15 Desember 2023
20:17 WIB
Penulis: Aurora K MÂ Simanjuntak
JAKARTA - Pemerintah melalui Perpres 79/2023 memberikan sederet insentif fiskal guna mempercepat peningkatan ekosistem kendaraan bermotor listrik berbasis baterai (KBLBB).
Seperti halnya, pembebasan bea masuk, pajak penjualan barang mewah (PPnBM), hingga pajak daerah. Itu berlaku untuk impor KBLBB dalam keadaan utuh (Completely Built-Up/CBU) dan Completely Knock Down (CKD) dengan TKDN kurang dari 40%.
Deputi Bidang Infrastruktur dan Transportasi, Kementerian Koordinator Bidang Kemaritiman dan Investasi (Kemenko Marves), Rachmat Kaimuddin menilai pengaturan ulang insentif merupakan kondisi win-win untuk Indonesia dan investor.
"Oleh karena itu pemerintah mengeluarkan program insentif untuk membentuk ekosistem kendaraan EV (electric vehicle) di Indonesia," ujarnya dalam keterangan resmi, Jumat (15/12).
Salah satu elemen ekosistem EV adalah pasar (market). Rachmat menjelaskan insentif nantinya berperan membentuk pasar karena investor mendapatkan stimulus untuk membangun pabrik kendaraan listrik di Indonesia.
"Bagaimana memberi insentif ketika pasar belum terbentuk?

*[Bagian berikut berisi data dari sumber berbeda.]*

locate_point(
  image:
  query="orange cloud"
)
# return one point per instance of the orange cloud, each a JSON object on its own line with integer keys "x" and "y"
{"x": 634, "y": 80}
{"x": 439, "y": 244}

Oleh karena itu, pemerintah memberikan peluang kepada investor untuk membangun pabrik EV di Indonesia," kata Rachmat.
Baca Juga: ESDM: Konversi Motor Listrik Bagi Korporasi Masih Tunggu Revisi Aturan
Rachmat mengatakan jika pabrik tersebut belum beroperasi, produsen kendaraan listrik bisa memasarkan produk impor EV berbentuk CBU ataupun CKD dengan harga yang kompetitif.
Untuk diketahui, Perpres 79/2023 mengatur pemberian insentif fiskal untuk importasi kendaraan listrik berbentuk CBU dan CKD berlaku sampai 2025. Insentif antara lain berupa pembebasan bea masuk, PPnBM, dan pajak daerah.
"Produsen EV dapat menikmati paket insentif impor hingga akhir 2025," kata Rachmat.
Dia menjelaskan setelah mendapatkan insentif, produsen wajib memenuhi ketentuan produksi kendaraan listrik di Indonesia. Adapun produksi maksimal hingga akhir 2027 sesuai dengan ketentuan TKDN yang berlaku.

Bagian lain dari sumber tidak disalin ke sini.